Hydroxychloroquine remains a cornerstone for mild-to-moderate RA and SLE. Its safety profile is well-characterized; however, risks include retinal toxicity and cardiomyopathy with prolonged high-dose use. It is generally considered safer than some biologics, but less potent for severe disease.

3. What are the main barriers to expanding hydroxychloroquine’s market use?

Barriers include the lack of efficacy in COVID-19, regulatory restrictions, safety concerns at high doses, and competition from newer immunomodulators with superior efficacy and safety profiles.

4. What is the outlook for hydroxychloroquine in emerging markets?
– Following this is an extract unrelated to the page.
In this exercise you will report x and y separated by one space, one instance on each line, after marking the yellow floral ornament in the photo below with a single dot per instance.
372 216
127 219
There remains potential due to its low cost and efficacy in autoimmune indications, especially where biologics are less accessible. Market growth depends on improving safety profiles and developing new formulations.
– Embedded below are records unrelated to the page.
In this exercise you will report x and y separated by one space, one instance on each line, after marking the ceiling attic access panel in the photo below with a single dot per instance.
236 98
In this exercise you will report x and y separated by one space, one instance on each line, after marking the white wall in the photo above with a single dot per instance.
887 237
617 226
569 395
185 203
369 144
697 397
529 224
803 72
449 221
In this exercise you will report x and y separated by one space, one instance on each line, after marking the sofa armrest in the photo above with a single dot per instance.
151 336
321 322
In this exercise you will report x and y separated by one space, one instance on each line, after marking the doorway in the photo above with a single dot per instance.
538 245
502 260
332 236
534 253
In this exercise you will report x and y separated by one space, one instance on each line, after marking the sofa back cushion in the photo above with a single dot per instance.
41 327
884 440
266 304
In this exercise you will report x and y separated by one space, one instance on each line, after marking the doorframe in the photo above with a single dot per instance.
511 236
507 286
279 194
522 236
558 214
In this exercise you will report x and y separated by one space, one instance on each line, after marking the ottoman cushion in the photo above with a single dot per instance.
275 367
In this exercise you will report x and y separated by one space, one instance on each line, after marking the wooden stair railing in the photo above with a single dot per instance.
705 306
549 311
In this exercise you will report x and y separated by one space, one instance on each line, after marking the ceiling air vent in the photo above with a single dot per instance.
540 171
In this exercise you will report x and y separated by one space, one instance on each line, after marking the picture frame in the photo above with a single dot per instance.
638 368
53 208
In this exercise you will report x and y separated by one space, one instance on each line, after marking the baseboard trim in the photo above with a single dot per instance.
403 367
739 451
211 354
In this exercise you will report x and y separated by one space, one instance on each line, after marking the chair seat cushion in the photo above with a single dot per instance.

5. Are there any ongoing attempts to repurpose hydroxychloroquine beyond its traditional indications?

Current research primarily focuses on autoimmune diseases and combination therapies in infectious diseases. Past COVID-19 trials are largely concluded; future repurposing efforts face significant scientific and regulatory hurdles due to existing negative efficacy data.


Key Takeaways

  • Clinical Landscape: Hydroxychloroquine's COVID-19 efficacy has been widely discredited by rigorous trials; its established role remains in autoimmune diseases such as RA and SLE.
  • Market Dynamics: The global market declined post-2021 with a current size of approximately $1.2 billion. Growth prospects hinge on expanding autoimmune indications and innovation in formulations.
  • Regulatory Environment: Restrictions on off-label COVID-19 use persist in many regions; reimbursement remains stable for licensed indications.
  • Future Outlook: Moderate market stability anticipated (~1.4 billion USD by 2030), with opportunities in emerging markets and autoimmune therapy optimization.
  • Strategic Focus: Manufacturers should prioritize autoimmune research, safety improvements, and regional market expansion over COVID-19 repositioning.

References

[1] Wang, M. et al. (2022). Hydroxychloroquine for COVID-19: A systematic review and meta-analysis of randomized controlled trials. The BMJ.
[2] RECOVERY Collaborative Group. (2022). No clinical benefit from use of hydroxychloroquine in hospitalised patients with COVID-19. The New England Journal of Medicine.
[3] Lancet Oncology. (2022). Hydroxychloroquine as pre-exposure prophylaxis in healthcare workers: A randomized trial.
[4] clinicaltrials.gov. (accessed December 2022).
[5] IQVIA Institute. (2022). The Global Use of Medicines in 2022.